By default, the values in this global offset table are initialized to point to the instruction following the jump, for example 0x601030 contains 0x4004c6. This means that the first time the "stub" is called, it will "fall through" to the code after the global offset table jump. This code pushes an indicator of what function was called on the stack, then jumps to part of the dynamic linker. (This code is not included in the executable file, and therefore not present in the objdump output.) The dynamic linker will then locate the actual routine (the implementation of __printf_chk in the standard library, in this case) and update the global offset table to contain its address.

On _start

Execution of the program does not actually start in main but starts in a function called _start that is provided by the compiler -- this is the start address specified in the program header. This function calls a special function in the C standard library called __libc_start_main. It is this function that actually calls main() and takes care of exiting when main() returns.

On %fs

x86 has a feature called "segmentation". As part of this feature, the processor has several "segment registers" which specify a region of memory -- essentially the segment register acts as a pointer. %fs:0x28 specifies to use segment register %fs and access a value 0x28 bytes from the beginning of the memory region it identifies.

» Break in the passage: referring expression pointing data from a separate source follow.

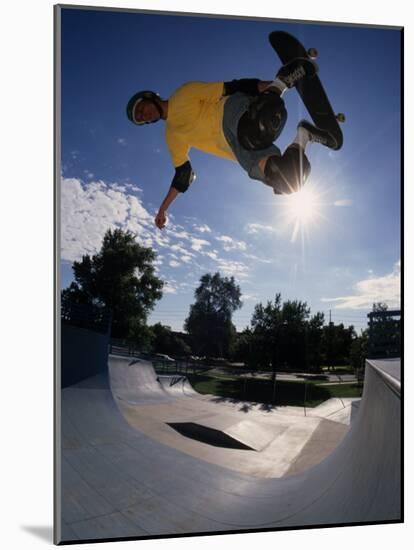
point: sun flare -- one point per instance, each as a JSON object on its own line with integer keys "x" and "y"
{"x": 303, "y": 209}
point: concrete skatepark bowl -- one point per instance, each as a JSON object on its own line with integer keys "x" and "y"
{"x": 123, "y": 474}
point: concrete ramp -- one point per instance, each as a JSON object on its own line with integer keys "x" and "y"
{"x": 134, "y": 380}
{"x": 117, "y": 482}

On Linux, the %fs segment register is used for "thread-local storage" -- to point to a block of data particular to a thread, even in a multithreaded process.

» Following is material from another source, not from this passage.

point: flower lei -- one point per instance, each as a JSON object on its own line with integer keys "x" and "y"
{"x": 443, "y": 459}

On Windows, the %gs segment register is used for something similar.

The use of a segment register for this purpose instead of a normal register is just to make sure as many registers are available to the program as possible.

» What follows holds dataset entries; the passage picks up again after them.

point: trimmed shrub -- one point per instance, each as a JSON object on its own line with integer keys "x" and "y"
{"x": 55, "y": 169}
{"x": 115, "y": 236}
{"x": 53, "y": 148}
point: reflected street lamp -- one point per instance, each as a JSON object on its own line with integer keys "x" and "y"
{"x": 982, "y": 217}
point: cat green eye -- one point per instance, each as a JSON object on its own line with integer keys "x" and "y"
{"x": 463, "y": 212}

Segmentation was originally intended to provide functionality similar to virtual memory. These days, it is rarely used for this purpose, and its primary use is to support thread-local storage, as occurs briefly in the assembly in this assignment. It is, still, however, universally present on x86 and is entangled with x86's implementation of kernel mode and exceptions.

Items to Submit

These files need to be submitted to the HW 2 assignment via the course tools submission.

File density.s with your assembly language solution for volume/density (from part 1)
File main.cpp with your C++ code for the main() function for the volume/density code (from part 1)
A PDF document called analysis.pdf with the analysis questions given above (in part 2) and their answers.
File tricky.cpp with your C++ code for the main() function for the tricky jump detection code from part 3
A Makefile that compiles the programs, as explained above in part 4 -- make sure the executables are named volume and tricky!